If you working on micro service there's a time when you will need to implement message broker to distribute a data accros your micro services. On of the popular option for is apache kafka.

What is apache kafka?

Apache Kafka is an open-source stream-processing software platform fist developed by LinkedIn and now is maintained by the Apache Software Foundation. It is used for building real-time data pipelines and streaming applications. It is a distributed, high-throughput, and fault-tolerant message broker.

Apache Kafka is written in Scala and Java and can be used to develop applications that process, store, and analyze streaming data. Kafka can connect to external systems (for data import/export) via Kafka Connect and provides Kafka Streams, a Java stream processing library.

Kafka Component

There is a lot of terminology in kafka, so before you begin learning here's the terminology you need to learn.
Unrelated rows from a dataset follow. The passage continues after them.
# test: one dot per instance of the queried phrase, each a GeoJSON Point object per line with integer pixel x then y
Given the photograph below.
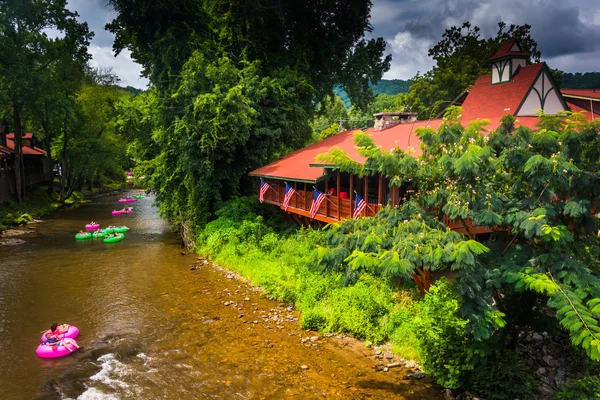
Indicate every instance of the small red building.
{"type": "Point", "coordinates": [36, 167]}
{"type": "Point", "coordinates": [512, 87]}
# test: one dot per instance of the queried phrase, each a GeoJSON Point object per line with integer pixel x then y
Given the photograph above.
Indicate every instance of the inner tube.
{"type": "Point", "coordinates": [70, 333]}
{"type": "Point", "coordinates": [100, 234]}
{"type": "Point", "coordinates": [62, 348]}
{"type": "Point", "coordinates": [114, 239]}
{"type": "Point", "coordinates": [119, 212]}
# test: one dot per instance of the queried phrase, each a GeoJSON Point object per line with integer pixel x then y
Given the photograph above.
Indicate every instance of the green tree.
{"type": "Point", "coordinates": [237, 83]}
{"type": "Point", "coordinates": [29, 51]}
{"type": "Point", "coordinates": [537, 189]}
{"type": "Point", "coordinates": [89, 147]}
{"type": "Point", "coordinates": [461, 56]}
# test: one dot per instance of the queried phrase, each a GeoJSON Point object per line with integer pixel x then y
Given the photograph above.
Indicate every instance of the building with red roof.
{"type": "Point", "coordinates": [36, 169]}
{"type": "Point", "coordinates": [512, 87]}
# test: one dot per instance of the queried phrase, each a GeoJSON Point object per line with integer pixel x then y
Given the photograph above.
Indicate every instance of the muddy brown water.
{"type": "Point", "coordinates": [154, 329]}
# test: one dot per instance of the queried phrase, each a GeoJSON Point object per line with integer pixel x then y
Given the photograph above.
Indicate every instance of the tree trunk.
{"type": "Point", "coordinates": [18, 153]}
{"type": "Point", "coordinates": [46, 125]}
{"type": "Point", "coordinates": [63, 176]}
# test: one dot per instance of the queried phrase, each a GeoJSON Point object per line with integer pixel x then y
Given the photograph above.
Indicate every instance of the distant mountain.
{"type": "Point", "coordinates": [131, 89]}
{"type": "Point", "coordinates": [588, 80]}
{"type": "Point", "coordinates": [384, 86]}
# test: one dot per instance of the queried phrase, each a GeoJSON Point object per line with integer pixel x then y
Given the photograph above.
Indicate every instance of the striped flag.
{"type": "Point", "coordinates": [264, 186]}
{"type": "Point", "coordinates": [289, 192]}
{"type": "Point", "coordinates": [318, 198]}
{"type": "Point", "coordinates": [359, 206]}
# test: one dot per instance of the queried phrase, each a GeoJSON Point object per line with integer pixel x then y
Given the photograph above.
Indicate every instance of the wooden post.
{"type": "Point", "coordinates": [296, 197]}
{"type": "Point", "coordinates": [351, 191]}
{"type": "Point", "coordinates": [366, 194]}
{"type": "Point", "coordinates": [327, 202]}
{"type": "Point", "coordinates": [380, 189]}
{"type": "Point", "coordinates": [279, 193]}
{"type": "Point", "coordinates": [338, 193]}
{"type": "Point", "coordinates": [305, 198]}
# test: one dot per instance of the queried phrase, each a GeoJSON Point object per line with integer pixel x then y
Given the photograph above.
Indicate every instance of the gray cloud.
{"type": "Point", "coordinates": [567, 32]}
{"type": "Point", "coordinates": [562, 29]}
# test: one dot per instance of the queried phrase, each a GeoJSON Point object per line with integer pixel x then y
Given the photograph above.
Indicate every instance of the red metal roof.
{"type": "Point", "coordinates": [29, 151]}
{"type": "Point", "coordinates": [494, 101]}
{"type": "Point", "coordinates": [296, 165]}
{"type": "Point", "coordinates": [505, 51]}
{"type": "Point", "coordinates": [592, 93]}
{"type": "Point", "coordinates": [11, 135]}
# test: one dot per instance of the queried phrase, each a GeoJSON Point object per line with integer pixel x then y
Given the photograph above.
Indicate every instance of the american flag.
{"type": "Point", "coordinates": [359, 206]}
{"type": "Point", "coordinates": [318, 198]}
{"type": "Point", "coordinates": [264, 186]}
{"type": "Point", "coordinates": [289, 192]}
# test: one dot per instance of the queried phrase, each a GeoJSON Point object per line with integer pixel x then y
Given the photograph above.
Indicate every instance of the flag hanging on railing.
{"type": "Point", "coordinates": [289, 192]}
{"type": "Point", "coordinates": [359, 206]}
{"type": "Point", "coordinates": [264, 186]}
{"type": "Point", "coordinates": [318, 198]}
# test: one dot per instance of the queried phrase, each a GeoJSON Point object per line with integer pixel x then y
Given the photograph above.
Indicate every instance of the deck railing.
{"type": "Point", "coordinates": [331, 211]}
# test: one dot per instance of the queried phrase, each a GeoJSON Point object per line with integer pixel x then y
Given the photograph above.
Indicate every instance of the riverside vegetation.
{"type": "Point", "coordinates": [233, 89]}
{"type": "Point", "coordinates": [537, 188]}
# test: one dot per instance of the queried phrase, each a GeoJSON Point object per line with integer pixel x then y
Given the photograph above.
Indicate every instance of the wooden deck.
{"type": "Point", "coordinates": [334, 210]}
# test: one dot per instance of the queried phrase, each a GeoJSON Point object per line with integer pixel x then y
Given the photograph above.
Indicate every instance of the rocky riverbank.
{"type": "Point", "coordinates": [284, 319]}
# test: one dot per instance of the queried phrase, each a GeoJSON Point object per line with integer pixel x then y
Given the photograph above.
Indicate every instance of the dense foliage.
{"type": "Point", "coordinates": [237, 88]}
{"type": "Point", "coordinates": [461, 57]}
{"type": "Point", "coordinates": [537, 189]}
{"type": "Point", "coordinates": [31, 55]}
{"type": "Point", "coordinates": [385, 86]}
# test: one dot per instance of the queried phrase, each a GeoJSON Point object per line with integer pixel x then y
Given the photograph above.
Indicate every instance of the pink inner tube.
{"type": "Point", "coordinates": [71, 333]}
{"type": "Point", "coordinates": [118, 212]}
{"type": "Point", "coordinates": [64, 348]}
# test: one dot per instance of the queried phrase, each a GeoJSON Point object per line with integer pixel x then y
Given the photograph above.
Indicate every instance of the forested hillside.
{"type": "Point", "coordinates": [384, 86]}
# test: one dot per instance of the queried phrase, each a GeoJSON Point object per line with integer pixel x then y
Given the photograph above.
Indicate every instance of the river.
{"type": "Point", "coordinates": [153, 328]}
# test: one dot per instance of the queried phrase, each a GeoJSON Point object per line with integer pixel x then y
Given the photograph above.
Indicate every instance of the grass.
{"type": "Point", "coordinates": [37, 202]}
{"type": "Point", "coordinates": [275, 256]}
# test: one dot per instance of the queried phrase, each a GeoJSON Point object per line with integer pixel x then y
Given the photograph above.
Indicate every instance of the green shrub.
{"type": "Point", "coordinates": [586, 388]}
{"type": "Point", "coordinates": [399, 328]}
{"type": "Point", "coordinates": [443, 344]}
{"type": "Point", "coordinates": [503, 377]}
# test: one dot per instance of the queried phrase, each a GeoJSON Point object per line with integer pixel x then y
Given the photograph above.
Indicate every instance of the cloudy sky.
{"type": "Point", "coordinates": [567, 32]}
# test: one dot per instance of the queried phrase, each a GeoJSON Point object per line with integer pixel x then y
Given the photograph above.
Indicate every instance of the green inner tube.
{"type": "Point", "coordinates": [114, 239]}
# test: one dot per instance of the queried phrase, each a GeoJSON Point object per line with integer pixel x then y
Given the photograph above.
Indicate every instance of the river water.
{"type": "Point", "coordinates": [152, 328]}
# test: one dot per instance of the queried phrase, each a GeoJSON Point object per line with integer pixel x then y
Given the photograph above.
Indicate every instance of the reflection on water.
{"type": "Point", "coordinates": [152, 328]}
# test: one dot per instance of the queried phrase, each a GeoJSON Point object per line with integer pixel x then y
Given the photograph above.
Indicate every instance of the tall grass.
{"type": "Point", "coordinates": [275, 255]}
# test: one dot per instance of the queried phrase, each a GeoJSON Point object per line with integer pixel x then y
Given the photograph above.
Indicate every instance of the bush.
{"type": "Point", "coordinates": [586, 388]}
{"type": "Point", "coordinates": [357, 309]}
{"type": "Point", "coordinates": [399, 328]}
{"type": "Point", "coordinates": [442, 342]}
{"type": "Point", "coordinates": [503, 377]}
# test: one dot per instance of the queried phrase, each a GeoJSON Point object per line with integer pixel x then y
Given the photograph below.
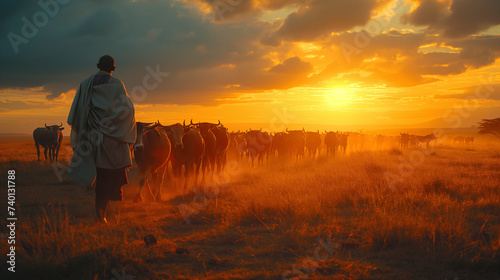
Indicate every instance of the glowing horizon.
{"type": "Point", "coordinates": [388, 65]}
  • Publiser: Application that will send the data to kafka cluster.
  • Comsumer: Application that will receive data from kafka cluster.
  • Cluster: A collection of kafka server.
  • Broker : A Kafka broker is a Kafka server that stores and distributes the messages in topics.
  • ZooKeeper: Application that will manage the kafka cluster.
  • Topic: A name for the data that stored in kafka cluster, just like table in traditional database.
  • Partition: The storage to storing data of kafka topic message. One topic can have multiple partiion.
  • Replication: A backup storage of kafka message topic, the replication will be stored to different kafka server.
  • Consumer Group: To prevent the consumer for listening a topic multiple time when the node of that service is more than one. This is useful to prevent duplicate data in the consumer side. Thing's to note is that make sure the node of the consumer is the same size of the the partition of that topic.
  • Retention Policy: By default the data in Kafka server can not be deleted. If you want to delete that you delete all the data by topic. With retention Policy we can configure when the data in Kafka server can be deleted automatically. It can be deleted two ways. First auto delete by retention size, for example if we set the retention size to 1GB it will delete the data when it hit 1GB size, and it will delete the last data not all. The second is retention by time, just like expired time.
  • Offsets : Offsets are the pointer to the messages in a Kafka topic. Offsets are used to keep track of the messages that have been consumed.

Install Java

Kafka is written in Scala and Java, so in order to make it run on you machine you need to install Java, download it here.

Install Kafka

Now download Kafka binary here choose the platform you like it work for MacOS, Linux and Windows.

After download extract the file using this command.

tar -xzf kafka_2.13-3.3.1.tgz
cd kafka_2.13-3.3.1

Now let's update config of zookeeper in config/zookeeper.properties.

dataDir=data/zookeeper
clientPort=2181
maxClientCnxns=0
admin.enableServer=false

Also update config for server in config/server.properties.

...
log.dirs=data/kafka
...

All this config is to make sure that we are not loosing our data after our computer is restarted.

Run the server

First let run the zookeper server.

./bin/zookeeper-server-start.sh config/zookeeper.properties

Then run the kafka server.

/bin/kafka-server-start.sh config/server.properties